Judge Thokozile Masipa said the athlete acted “negligently” when he fired shots through a toilet door, but in the “belief that there was an intruder”.
She said the state had failed to prove he intended to kill Reeva Steenkamp.
The judge allowed Pistorius to remain on bail ahead of sentencing which is to take place on 13 October.
Arnold Pistorius, the athlete’s uncle, said the family was “deeply grateful” to the judge for finding him not guilty of murder and that a “big burden” had been lifted.
“There are no victors in this,” he added. “We as a family remain deeply affected by the devastating, tragic event… It won’t bring Reeva back but our hearts still go out for her family and friends.”
South Africa’s prosecuting authority said it was “disappointed” Pistorius was not convicted of murder but said it would wait until after sentencing to decide whether to appeal.
Speaking outside the court, Nathi Mncube, for the National Prosecuting Authority, he said: “We respect the judgment that has been delivered.
“We believed in this instance there was enough evidence to secure a conviction under pre-meditated murder.
“Of course we are disappointed. We are disappointed we did not secure a conviction under pre-meditated murder and also there was acquittal on the other two (gun) charges.
“The matter has not been concluded yet, we are still waiting for a sentence to be imposed.”
Masipa’s decision also sparked anger outside the court, particularly among those campaigning for women’s rights in a country with high levels of violent crime against women and children.
The verdict leaves the disgraced sprinter facing up to 15 years in jail, although the judge could suspend the sentence or only impose a fine.

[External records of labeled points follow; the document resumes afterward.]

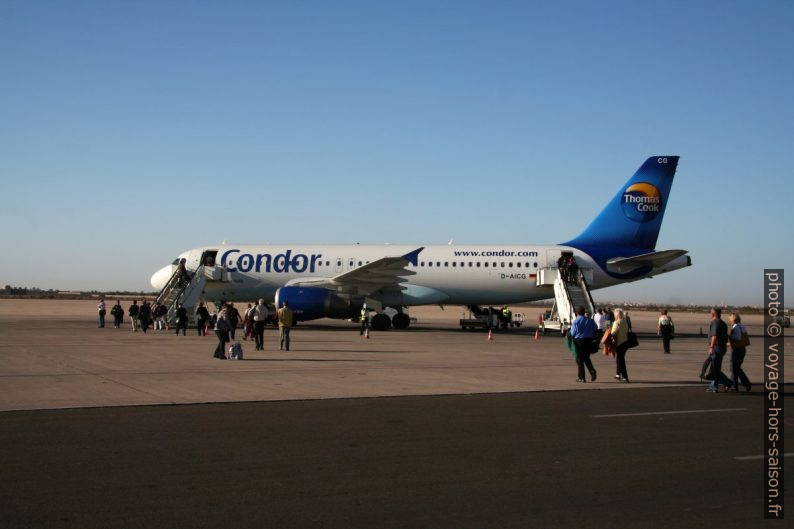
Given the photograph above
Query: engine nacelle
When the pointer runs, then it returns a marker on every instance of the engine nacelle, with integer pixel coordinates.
(311, 303)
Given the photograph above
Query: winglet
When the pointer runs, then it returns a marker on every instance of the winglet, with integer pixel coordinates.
(413, 257)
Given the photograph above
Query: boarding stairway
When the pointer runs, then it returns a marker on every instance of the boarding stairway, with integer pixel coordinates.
(568, 296)
(185, 289)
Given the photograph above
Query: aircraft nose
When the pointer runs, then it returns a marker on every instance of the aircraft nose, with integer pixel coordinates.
(161, 277)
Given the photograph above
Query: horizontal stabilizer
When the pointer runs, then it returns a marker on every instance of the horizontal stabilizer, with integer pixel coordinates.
(624, 265)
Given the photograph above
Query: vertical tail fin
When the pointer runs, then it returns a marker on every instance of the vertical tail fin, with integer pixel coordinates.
(633, 217)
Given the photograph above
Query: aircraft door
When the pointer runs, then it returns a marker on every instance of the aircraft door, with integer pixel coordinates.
(208, 257)
(193, 259)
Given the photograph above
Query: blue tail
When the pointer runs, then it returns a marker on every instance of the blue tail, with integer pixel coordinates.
(633, 217)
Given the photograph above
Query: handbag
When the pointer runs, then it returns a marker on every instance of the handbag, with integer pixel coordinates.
(744, 341)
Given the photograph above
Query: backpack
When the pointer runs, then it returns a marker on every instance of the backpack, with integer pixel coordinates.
(744, 341)
(236, 351)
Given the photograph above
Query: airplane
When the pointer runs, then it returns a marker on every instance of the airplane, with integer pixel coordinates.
(336, 281)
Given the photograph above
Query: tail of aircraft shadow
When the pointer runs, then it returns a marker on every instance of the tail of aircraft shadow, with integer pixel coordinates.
(633, 217)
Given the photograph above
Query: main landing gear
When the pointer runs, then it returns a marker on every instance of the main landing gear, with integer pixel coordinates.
(382, 321)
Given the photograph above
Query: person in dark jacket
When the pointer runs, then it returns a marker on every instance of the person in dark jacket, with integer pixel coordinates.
(145, 316)
(222, 332)
(202, 317)
(718, 341)
(583, 333)
(118, 314)
(181, 320)
(233, 317)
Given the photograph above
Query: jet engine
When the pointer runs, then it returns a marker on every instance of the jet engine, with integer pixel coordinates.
(311, 303)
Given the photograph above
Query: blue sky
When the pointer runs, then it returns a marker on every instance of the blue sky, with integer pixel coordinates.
(132, 131)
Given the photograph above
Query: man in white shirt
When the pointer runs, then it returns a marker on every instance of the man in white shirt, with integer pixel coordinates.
(259, 317)
(665, 330)
(101, 311)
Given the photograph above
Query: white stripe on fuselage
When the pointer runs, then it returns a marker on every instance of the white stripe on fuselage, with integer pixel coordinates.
(464, 274)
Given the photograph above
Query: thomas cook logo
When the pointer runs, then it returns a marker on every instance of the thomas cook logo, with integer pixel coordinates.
(641, 202)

The athlete was also found guilty on a charge of negligently handling a firearm that went off in a restaurant.
Oscar Pistorius was a picture of composure as the judge announced he was guilty of culpable homicide, a lesser count of murder in South Africa.
The athlete, who became emotional on Thursday after being described as an “evasive witness”, seemed to have been expecting this verdict. The judge had already spoken of his negligence and use of “excessive force” when he fired through the door.

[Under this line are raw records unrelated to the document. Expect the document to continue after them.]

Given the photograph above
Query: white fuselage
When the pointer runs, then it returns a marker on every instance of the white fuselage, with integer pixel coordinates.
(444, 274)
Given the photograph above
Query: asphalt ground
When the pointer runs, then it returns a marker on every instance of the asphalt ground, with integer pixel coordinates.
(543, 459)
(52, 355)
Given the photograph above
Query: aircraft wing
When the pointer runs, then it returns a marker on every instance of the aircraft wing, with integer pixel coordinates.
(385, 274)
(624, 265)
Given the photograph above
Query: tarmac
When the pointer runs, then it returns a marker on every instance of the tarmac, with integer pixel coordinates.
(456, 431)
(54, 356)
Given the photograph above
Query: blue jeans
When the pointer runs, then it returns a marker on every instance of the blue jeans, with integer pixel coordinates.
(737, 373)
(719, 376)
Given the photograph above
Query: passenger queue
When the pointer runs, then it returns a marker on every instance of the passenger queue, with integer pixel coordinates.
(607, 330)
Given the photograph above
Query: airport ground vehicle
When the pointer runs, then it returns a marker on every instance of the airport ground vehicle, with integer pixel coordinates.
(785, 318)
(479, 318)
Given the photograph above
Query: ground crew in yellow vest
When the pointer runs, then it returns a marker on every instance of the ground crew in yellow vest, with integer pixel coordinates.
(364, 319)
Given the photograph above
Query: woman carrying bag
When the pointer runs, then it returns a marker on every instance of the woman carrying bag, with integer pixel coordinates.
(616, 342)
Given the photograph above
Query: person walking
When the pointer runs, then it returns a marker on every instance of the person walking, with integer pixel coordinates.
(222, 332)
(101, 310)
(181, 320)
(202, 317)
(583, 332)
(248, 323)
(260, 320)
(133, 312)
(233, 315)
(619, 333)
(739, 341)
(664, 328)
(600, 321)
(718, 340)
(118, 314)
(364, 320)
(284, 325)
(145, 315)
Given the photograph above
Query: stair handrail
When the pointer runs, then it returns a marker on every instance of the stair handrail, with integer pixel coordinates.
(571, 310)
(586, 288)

Some say this verdict is the best outcome he could have hoped for.
Many South Africans have questioned the judge’s decision to acquit him of murder and argue that the prosecution may have grounds to appeal.
For now, the Pistorius family seem relieved. But in the benches opposite them, friends and relatives of model Reeva Steenkamp wept, while others, including her mother June, seemed shell-shocked.
The double amputee had denied murdering Ms Steenkamp after a row on Valentine’s Day last year, saying he shot her by mistake.
With this the judge agreed, saying “it cannot be said that the accused did not entertain a genuine belief that there was an intruder”.
But she said: “The accused knew there was a person behind the toilet door; he chose to use a firearm.
“I am of the view the accused acted too hastily and used too much force. It is clear his conduct is negligent.”
Pistorius was convicted on an unrelated firearms charge – negligently handling a firearm that went off in a crowded restaurant.
He was acquitted of another charge of firing a gun in public, through the sunroof of a car, and of a charge of illegal possession of ammunition in the home where he killed Ms Steenkamp.